Activists seeking greater autonomy for the resource-rich south-western province of Balochistan have also been targeted. As militants in the province stepped up the violence, the abductions and associated killings there also rose..
After years of denial, Pakistani security agencies now admit that they detain large numbers of people, but they claim they hold only individuals whom security services are "100% sure" are involved in extremist violence.
"Yes we are picking people up. We would prefer not to have to but it is very difficult when there are problems with getting evidence, witnesses don't want to testify, and judges and policemen are intimidated," one senior Pakistani security official said. "Either we keep them or they are freed to go back to what they were doing. We hear about their rights but what about the rights of the victims?"
Analysts agree that there are problems within the court system. "Excesses have happened but it's a very tricky issue," said Ejaz Haider, director of the Jinnah Institute thinktank in Islamabad. "Many terrorists have been let off the hook and that is extremely frustrating for the security agencies. So one begins to understand why there would be these disappearances and extrajudicial killings."
Dozens of families gathered in the capital last month to protest against the detention of their relatives. Many had travelled from the southern Punjab, strongholds of violent hardline groups such as Sipah-e-Sahaba Pakistan.
Such outfits have been used as proxies by the Pakistani security establishment over recent decades but some members have now turned against their former masters.
Other relatives had come from the restive zone close to the Afghan frontier where new legislation allows internment of individuals who are deemed a terrorist threat.
Ishfaq Ahmed Kakakhel's cousin, a teacher in the town of Nowshera, about 50 miles from the Afghan frontier, was detained last October. "We've heard from other detainees who have been released that he has been badly abused, physically and mentally," Kakakhel said.

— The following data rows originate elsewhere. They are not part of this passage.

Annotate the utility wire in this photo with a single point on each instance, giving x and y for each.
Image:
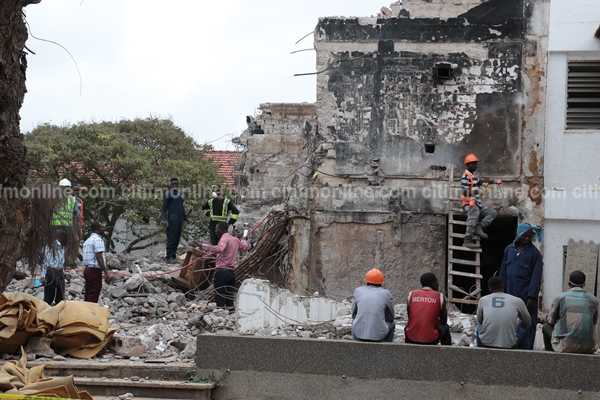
(65, 49)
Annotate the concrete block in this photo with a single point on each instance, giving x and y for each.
(118, 293)
(76, 288)
(321, 310)
(39, 346)
(134, 282)
(253, 296)
(128, 346)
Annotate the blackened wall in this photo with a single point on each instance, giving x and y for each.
(389, 105)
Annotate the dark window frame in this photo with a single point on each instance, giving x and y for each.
(583, 95)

Such abuse appears to be systematic. A letter smuggled out from one detainee and obtained by the Guardian describes repeated beatings with fists and metal-tipped staves, being forced to stand or sit for days at a time, having heavy iron weights rolled over legs and arms to crush all the muscles "to a pulp" and undergoing a form of water torture.

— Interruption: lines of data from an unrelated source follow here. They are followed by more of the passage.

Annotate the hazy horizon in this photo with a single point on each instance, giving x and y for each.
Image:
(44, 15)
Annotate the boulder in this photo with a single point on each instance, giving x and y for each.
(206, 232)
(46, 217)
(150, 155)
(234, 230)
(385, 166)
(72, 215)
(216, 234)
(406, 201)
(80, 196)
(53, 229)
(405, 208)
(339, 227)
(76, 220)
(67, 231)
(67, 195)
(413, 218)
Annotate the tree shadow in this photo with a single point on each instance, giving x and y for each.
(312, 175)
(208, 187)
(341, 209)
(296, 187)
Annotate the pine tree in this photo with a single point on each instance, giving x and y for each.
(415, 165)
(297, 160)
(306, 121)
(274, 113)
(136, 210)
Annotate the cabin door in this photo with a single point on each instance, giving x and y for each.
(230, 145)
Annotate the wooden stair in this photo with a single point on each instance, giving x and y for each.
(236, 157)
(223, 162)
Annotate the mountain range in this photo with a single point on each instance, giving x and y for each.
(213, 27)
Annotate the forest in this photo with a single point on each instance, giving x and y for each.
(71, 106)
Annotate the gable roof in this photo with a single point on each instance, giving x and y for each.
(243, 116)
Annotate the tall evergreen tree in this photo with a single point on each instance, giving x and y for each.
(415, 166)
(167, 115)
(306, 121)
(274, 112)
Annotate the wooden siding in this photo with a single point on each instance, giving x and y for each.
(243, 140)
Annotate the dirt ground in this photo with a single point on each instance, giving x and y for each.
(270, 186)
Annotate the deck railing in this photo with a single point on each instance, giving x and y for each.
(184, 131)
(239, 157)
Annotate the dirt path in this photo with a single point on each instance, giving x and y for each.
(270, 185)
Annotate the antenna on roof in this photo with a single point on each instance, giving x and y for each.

"Four men took hold of my arms and legs, others beat my wrists and feet and one repeatedly poured water into my mouth and nose," the detainee, a military cleric who is still in detention, wrote in the letter smuggled out three years after his arrest in 2004.
Though relations have deteriorated significantly over the past 18 months, for many years the ISI worked with US and other western agencies as a partner in the global "war on terror" to hunt wanted individuals belonging to al-Qaida or otherwise deemed to be an international threat.

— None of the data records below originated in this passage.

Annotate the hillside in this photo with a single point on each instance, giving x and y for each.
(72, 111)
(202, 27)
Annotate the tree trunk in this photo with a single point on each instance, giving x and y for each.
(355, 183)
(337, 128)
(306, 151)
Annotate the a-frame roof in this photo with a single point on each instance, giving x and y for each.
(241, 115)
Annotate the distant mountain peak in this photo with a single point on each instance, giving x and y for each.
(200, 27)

However, the detentions have further fuelled existing anti-western feeling in Pakistan. At the recent protests, demonstrators brandished a placard saying: "Take back your dollars [in aid] and return our loved ones." Another read: "US go home, you are violating our human rights."
Western intelligence agencies initially only focused their attention on individuals linked to al-Qaida. Over the last decade their interest has broadened.
Some families have been told by the authorities that their relatives were not detained but were killed fighting in neighbouring Afghanistan.
Thousands of young Pakistani men have crossed the frontier to fight with insurgents against Nato and Afghan government troops there in recent years.
Muhammad Yusuf Waseem, a 72-year-old retired bank clerk from Kabirwala in southern Punjab, was told that his 18-year-old son, who disappeared in August 2004, was among those killed fighting alongside the Taliban.
"I don't believe it," he said. "He was just an ordinary kid. He did nothing other than go to the shop and come back home. He had just taken his exams and had no contact with any political or militant group. He is my youngest son and I want to see him again before I die."